Physical vs Economic Nexus – The Differences With many states in the United States and the potential customer reach nationwide, businesses in the US often need to deal with the customers from different states. They need to sell their products and send them to the customers in other states, even though they might not have any established office or traditional store there. With today’s domination of e-commerce platforms, many businesses in the US will have more and more opportunities to reach and expand their customers to include those living in different states.
However, it doesn’t mean that they can just do business as usual with people from other states. By doing business with people from other states, they are establishing a nexus in their business. Nexus means the connection between their business with certain states where their business is operating, which makes them eligible to collect sales tax in that area. So, as the result of reaching more customers in other states, businesses in the United States also need to collect sales tax for their products and services sold in the interstates. For more help to understand about sales tax nexus, go here.
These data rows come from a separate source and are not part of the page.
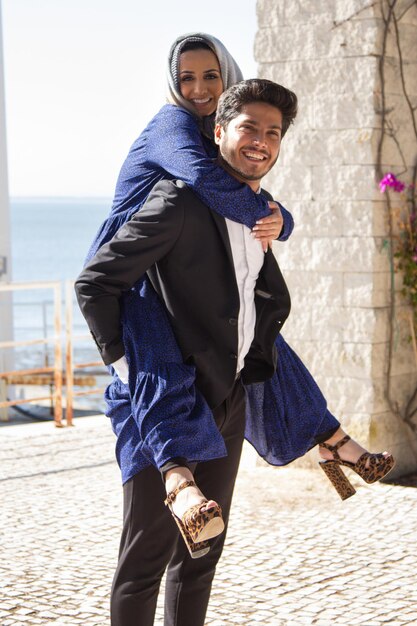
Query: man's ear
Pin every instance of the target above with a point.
(218, 133)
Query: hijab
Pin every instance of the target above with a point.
(229, 69)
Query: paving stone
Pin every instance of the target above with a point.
(295, 555)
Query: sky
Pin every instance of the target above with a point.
(84, 77)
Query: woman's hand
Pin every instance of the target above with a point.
(269, 228)
(122, 369)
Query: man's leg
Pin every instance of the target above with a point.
(188, 583)
(148, 537)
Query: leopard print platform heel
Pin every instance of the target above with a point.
(196, 526)
(370, 467)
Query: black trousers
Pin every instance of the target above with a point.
(150, 540)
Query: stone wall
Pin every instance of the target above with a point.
(336, 263)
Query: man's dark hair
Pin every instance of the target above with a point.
(256, 90)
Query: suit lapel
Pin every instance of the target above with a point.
(220, 223)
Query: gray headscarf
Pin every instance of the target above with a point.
(230, 70)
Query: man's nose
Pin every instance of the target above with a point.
(259, 139)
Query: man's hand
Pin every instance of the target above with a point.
(122, 369)
(269, 228)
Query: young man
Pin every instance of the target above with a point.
(226, 301)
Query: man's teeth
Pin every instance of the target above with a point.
(254, 155)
The Old Rule – Physical Nexus Sales Tax
In the past, before the e-commerce giants like Amazon, eBay, Wal-Mart, and others dominated the business landscape, businesses in the United States were eligible to collect sales tax only if they have a business presence in other states. With no business presence in other states, the state cannot enforce the sales tax nexus rules for the business. They cannot require the business to collect sales tax from their products since there is no official presence of their business in the state.
This physical nexus sales tax rule was fine before e-commerce and the popularization of online business. With the change of the technological landscape involving buying and selling, a newer nexus sales tax rule needs to be established.
The New Rule – Economic Nexus Sales Tax
In 2018, the United States government released a new sales tax rule for businesses operating in other states. It doesn’t matter if they have any business presence in other states or not. Any business that sells products and services interstate needs to register for the eligibility to collect sales tax for their products, and they need to pay for the sales tax to the local state authorities once they’ve reached a certain sales threshold.
This is the new rule for the interstate buying and selling activities in the United States, and each state has their own threshold that businesses need to reach per year. Each business needs to pay the sales tax for their products and services sold in the state when they reach the sales threshold during the year. If they don’t reach any sales threshold, then they don’t need to pay any taxes to the respective state.
Economic nexus makes it possible for states to have more revenue streams from businesses operating in their state from other states, and they can also help local businesses get an advantage when competing with the out-of-state sellers. Local businesses can offer more competitive pricing, and they no longer need to worry that interstate sellers might dominate the market with their low pricing models.